Thirteen percent of the participants (197) said that they had been previously diagnosed with COVID-19. Nineteen percent (287) indicated that they had contacted a person who needed hospital care because of a COVID-19 infection. Slightly more than 83% (1,283) scored their overall health status as very good or good. Sixty-four percent of the participants (982) ranked the personal threat from a coronavirus infection for their health as ‘small’ or ‘very small’. Forty-one percent (636) indicated that they would vote either for the ‘Freedom Party of Austria (FPÖ)’ (23%) or ‘People, Freedom, Fundamental Rights (MFG)’ (18%) if national council elections would take place on the coming weekend. Both political parties are sceptic towards measures implemented by the Austrian government to contain the pandemic and are also against the (later) announced vaccine mandate. Another 40% (614) indicated that they would either vote invalid nor did not want to specify.

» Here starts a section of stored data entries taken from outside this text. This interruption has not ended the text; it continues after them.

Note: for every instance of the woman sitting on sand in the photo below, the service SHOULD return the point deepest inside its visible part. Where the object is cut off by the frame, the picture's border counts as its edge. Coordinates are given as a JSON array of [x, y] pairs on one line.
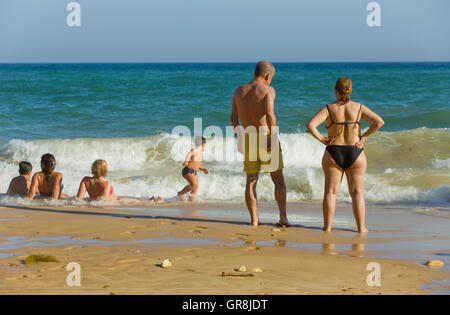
[[100, 189], [344, 152], [48, 183]]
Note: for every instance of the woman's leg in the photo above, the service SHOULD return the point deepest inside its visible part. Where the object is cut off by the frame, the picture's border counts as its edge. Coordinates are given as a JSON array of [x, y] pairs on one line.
[[333, 179], [355, 177]]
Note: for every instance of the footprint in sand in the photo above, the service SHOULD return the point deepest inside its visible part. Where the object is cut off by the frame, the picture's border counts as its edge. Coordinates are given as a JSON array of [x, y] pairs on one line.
[[72, 247], [127, 233], [120, 267], [138, 227], [24, 277], [127, 261]]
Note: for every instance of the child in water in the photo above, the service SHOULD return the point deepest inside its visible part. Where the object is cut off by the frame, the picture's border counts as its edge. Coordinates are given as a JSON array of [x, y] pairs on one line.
[[192, 165], [20, 185]]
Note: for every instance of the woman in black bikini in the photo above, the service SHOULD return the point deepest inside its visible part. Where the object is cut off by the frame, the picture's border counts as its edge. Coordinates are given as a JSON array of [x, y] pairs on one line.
[[345, 150]]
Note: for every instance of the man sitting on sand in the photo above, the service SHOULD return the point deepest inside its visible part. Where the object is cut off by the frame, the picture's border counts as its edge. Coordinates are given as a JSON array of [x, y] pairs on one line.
[[20, 185], [253, 106], [192, 165]]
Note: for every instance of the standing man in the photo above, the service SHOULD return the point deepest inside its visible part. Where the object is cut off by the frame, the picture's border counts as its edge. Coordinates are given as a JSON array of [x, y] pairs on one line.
[[253, 106]]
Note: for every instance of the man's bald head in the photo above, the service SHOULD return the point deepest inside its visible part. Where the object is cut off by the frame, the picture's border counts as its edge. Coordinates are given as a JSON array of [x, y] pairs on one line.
[[263, 68]]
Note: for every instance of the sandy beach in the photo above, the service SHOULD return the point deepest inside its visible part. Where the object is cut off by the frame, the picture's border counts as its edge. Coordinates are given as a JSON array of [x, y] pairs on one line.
[[120, 251]]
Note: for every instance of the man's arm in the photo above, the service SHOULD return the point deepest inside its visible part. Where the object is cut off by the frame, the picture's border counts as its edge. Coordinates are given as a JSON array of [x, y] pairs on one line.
[[188, 158], [234, 114], [269, 102]]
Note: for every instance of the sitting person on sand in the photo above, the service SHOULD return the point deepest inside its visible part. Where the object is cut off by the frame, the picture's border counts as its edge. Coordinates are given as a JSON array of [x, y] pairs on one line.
[[48, 183], [192, 165], [20, 185], [100, 189]]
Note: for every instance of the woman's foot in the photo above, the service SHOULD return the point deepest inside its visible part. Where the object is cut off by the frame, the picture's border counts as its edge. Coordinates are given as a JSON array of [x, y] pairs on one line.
[[283, 224]]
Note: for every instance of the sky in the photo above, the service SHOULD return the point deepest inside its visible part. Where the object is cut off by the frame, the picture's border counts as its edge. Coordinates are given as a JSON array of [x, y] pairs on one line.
[[224, 31]]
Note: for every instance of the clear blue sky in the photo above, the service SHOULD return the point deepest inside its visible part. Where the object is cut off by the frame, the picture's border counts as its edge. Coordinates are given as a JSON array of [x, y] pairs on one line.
[[223, 31]]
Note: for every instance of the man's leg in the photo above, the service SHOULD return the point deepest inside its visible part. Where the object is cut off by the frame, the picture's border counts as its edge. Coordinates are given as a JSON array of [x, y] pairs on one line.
[[280, 195], [251, 199], [191, 180]]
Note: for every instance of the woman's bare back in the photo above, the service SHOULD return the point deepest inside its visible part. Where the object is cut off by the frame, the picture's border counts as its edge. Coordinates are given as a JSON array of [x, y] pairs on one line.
[[344, 122]]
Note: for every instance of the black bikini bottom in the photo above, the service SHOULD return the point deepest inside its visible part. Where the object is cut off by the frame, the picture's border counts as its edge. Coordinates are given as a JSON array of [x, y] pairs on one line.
[[343, 155]]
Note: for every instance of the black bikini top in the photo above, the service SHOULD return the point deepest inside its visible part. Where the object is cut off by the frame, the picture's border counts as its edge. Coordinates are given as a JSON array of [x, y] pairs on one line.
[[344, 123]]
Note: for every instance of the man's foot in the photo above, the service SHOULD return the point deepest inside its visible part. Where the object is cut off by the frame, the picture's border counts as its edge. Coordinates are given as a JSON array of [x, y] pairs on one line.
[[363, 231], [157, 200], [283, 224], [181, 197]]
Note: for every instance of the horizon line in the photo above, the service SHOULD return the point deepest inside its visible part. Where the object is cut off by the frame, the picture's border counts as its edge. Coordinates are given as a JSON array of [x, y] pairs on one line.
[[212, 62]]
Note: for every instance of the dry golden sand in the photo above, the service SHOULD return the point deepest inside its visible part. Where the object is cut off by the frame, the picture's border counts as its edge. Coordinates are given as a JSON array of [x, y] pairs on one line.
[[134, 268]]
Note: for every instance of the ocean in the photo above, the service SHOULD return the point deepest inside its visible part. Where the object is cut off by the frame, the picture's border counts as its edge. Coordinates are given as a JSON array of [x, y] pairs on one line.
[[125, 114]]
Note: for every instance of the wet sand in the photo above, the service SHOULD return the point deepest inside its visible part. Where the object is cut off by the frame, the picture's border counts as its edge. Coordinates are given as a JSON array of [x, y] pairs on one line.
[[120, 249]]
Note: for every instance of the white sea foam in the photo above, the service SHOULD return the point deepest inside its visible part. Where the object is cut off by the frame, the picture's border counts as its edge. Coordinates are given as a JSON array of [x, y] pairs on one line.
[[142, 167]]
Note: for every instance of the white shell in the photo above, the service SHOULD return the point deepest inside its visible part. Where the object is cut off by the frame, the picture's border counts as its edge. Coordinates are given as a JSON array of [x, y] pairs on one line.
[[166, 263], [435, 264]]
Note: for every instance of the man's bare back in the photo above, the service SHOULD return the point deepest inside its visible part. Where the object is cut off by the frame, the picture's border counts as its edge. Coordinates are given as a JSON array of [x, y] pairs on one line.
[[19, 185], [251, 103], [253, 107]]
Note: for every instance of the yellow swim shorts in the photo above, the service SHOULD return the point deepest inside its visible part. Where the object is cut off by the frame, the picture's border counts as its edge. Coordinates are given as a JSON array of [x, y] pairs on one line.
[[256, 160]]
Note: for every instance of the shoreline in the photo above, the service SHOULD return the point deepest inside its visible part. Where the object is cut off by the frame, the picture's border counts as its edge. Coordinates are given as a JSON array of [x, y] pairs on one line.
[[119, 251]]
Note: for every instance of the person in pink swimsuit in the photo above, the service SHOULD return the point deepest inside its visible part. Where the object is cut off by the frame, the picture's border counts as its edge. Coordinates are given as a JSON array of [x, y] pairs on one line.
[[100, 189]]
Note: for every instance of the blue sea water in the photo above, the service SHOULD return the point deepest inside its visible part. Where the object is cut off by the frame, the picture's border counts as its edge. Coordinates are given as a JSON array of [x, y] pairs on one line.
[[125, 113], [48, 101]]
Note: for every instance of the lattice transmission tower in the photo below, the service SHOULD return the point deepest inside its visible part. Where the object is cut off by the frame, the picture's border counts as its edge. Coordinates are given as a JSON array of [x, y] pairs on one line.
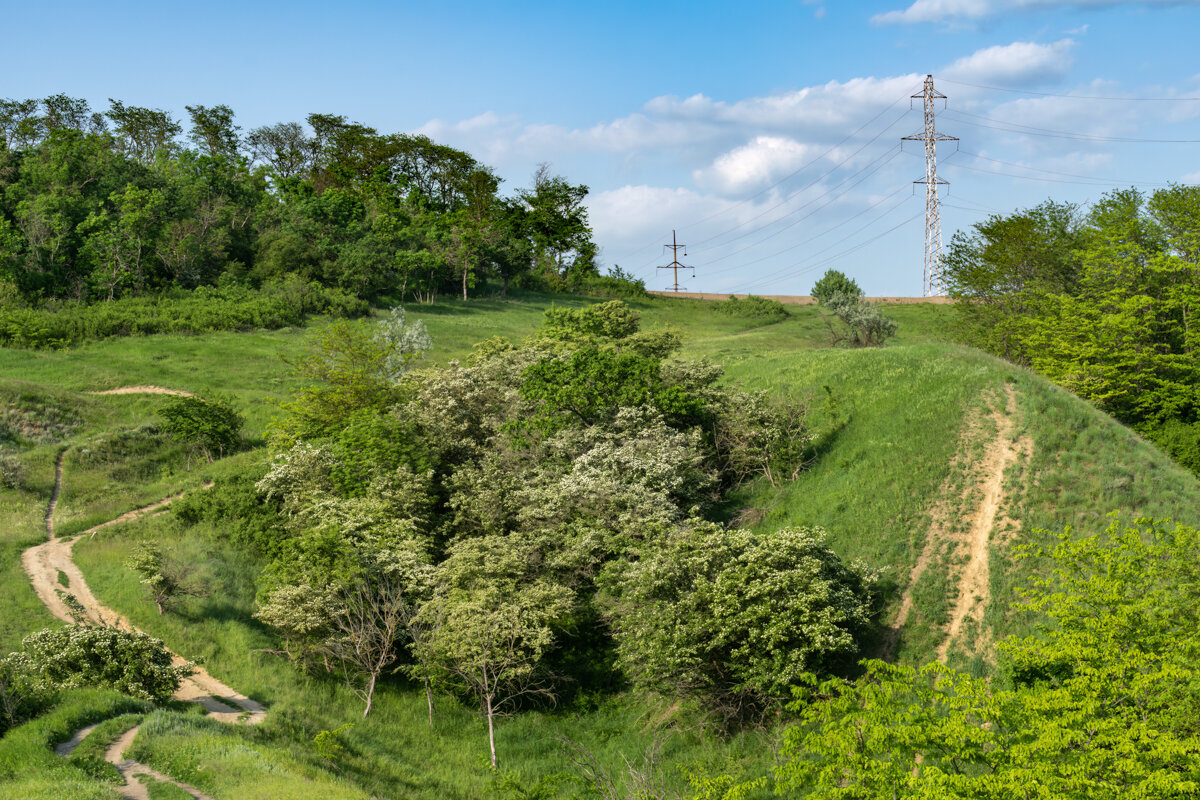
[[933, 280], [675, 265]]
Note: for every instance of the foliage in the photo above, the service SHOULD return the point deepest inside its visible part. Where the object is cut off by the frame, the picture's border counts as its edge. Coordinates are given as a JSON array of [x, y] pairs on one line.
[[203, 310], [78, 656], [1102, 703], [751, 306], [209, 426], [832, 283], [489, 625], [733, 618], [1101, 304], [862, 323], [97, 208], [165, 577]]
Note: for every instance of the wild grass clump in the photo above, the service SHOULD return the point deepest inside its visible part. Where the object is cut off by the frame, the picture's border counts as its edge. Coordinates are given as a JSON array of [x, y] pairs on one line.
[[207, 308], [753, 307]]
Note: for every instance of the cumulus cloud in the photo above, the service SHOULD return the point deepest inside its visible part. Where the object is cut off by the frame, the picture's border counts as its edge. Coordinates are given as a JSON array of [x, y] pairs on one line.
[[949, 11], [755, 164], [1020, 62]]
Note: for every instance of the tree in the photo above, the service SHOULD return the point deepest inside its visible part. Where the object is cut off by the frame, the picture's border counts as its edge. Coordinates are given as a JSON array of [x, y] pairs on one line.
[[163, 576], [558, 224], [209, 426], [1101, 703], [372, 617], [282, 146], [834, 282], [862, 324], [142, 133], [735, 619], [214, 131], [489, 624]]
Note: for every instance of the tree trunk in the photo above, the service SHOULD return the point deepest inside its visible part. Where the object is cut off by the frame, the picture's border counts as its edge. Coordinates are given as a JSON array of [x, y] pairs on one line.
[[491, 728], [370, 696]]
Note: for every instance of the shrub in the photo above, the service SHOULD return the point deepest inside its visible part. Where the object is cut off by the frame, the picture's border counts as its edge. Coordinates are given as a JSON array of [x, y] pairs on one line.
[[862, 323], [834, 282], [209, 426], [733, 618], [77, 656]]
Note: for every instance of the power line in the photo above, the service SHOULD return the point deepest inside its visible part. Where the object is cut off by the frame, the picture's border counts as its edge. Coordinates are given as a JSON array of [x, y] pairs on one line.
[[837, 256], [1048, 94], [933, 278], [675, 260], [792, 174], [1030, 130], [870, 169], [1051, 172]]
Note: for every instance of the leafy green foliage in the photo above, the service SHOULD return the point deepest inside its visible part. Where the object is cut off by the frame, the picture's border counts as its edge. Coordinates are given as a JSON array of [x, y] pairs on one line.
[[163, 576], [1103, 702], [832, 283], [862, 323], [1103, 305], [733, 618], [208, 426], [78, 656]]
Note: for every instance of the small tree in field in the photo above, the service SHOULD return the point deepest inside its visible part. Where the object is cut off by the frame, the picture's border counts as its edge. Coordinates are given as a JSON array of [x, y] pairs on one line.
[[165, 577], [489, 625], [210, 427], [834, 282]]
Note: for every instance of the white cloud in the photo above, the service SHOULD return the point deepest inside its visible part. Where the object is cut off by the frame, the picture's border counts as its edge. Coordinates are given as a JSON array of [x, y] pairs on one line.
[[947, 11], [1019, 62], [755, 164]]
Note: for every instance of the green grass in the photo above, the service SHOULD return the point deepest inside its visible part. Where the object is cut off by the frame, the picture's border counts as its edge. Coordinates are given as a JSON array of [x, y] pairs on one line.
[[89, 753], [29, 767], [873, 486]]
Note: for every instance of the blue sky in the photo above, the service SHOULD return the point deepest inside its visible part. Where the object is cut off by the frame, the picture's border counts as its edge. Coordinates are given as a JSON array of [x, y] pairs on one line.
[[767, 133]]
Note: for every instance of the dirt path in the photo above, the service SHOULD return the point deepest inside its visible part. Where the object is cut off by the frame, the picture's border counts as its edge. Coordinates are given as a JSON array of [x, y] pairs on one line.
[[985, 498], [144, 390], [43, 564]]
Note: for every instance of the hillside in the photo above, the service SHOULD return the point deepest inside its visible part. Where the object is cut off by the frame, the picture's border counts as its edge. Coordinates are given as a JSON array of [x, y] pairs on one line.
[[935, 463]]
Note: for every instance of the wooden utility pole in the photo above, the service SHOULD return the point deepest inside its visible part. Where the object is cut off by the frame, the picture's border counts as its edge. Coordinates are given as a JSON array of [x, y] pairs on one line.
[[675, 265]]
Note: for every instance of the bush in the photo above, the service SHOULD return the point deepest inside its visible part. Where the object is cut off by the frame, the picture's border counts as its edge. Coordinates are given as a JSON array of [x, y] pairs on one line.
[[209, 426], [12, 471], [862, 323], [283, 302], [753, 306], [834, 282], [77, 656], [733, 618]]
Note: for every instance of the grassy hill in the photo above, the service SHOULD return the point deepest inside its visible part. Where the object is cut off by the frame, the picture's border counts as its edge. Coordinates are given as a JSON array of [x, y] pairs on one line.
[[924, 444]]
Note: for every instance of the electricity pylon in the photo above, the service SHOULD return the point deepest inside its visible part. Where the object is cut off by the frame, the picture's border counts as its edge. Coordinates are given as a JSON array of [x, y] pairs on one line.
[[675, 262], [933, 280]]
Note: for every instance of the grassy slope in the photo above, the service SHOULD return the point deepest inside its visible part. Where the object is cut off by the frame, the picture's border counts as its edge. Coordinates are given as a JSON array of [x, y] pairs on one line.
[[871, 488]]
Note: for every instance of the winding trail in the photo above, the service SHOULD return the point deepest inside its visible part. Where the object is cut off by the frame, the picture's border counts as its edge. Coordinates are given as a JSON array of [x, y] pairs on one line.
[[45, 561], [985, 495], [144, 390]]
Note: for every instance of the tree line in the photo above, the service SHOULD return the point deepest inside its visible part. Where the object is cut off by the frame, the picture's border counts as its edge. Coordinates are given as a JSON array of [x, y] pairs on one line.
[[97, 205], [1104, 301]]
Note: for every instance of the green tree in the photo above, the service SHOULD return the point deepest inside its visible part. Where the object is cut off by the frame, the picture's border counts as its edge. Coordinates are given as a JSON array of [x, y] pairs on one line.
[[209, 426], [735, 619], [78, 656], [489, 624], [1102, 701], [834, 282], [165, 577]]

Conjoint experiments 1 and 2
The results of the conjoint experiments are shown in Figure 1. In experiment 1, both in terms of preference for a vignette and the behavioral intention to become vaccinated, the strongest effects were observed for legal rules modifications (Figure 1 – A and B). Specifically, we found that the unvaccinated most strongly preferred scenarios that imply fewer societal restrictions for them, and they also reported higher levels of vaccination readiness under these conditions. Incentives and ‘information interventions’ (e.g., reasons to become vaccinated and recommending source) showed weaker effects. Among the incentives, offering a fixed monetary reward had a more positive effect than a vaccination lottery on both preferences and vaccination readiness. Offering the vaccine free of charge was also preferred, but with no significant impact on behavioral intentions. Regarding vaccine communication, the unvaccinated showed a significant preference for physicians’ recommendations compared to those by the Federal Government or celebrities. Messages with reasons to get vaccinated showed no significant effect on either outcome measure.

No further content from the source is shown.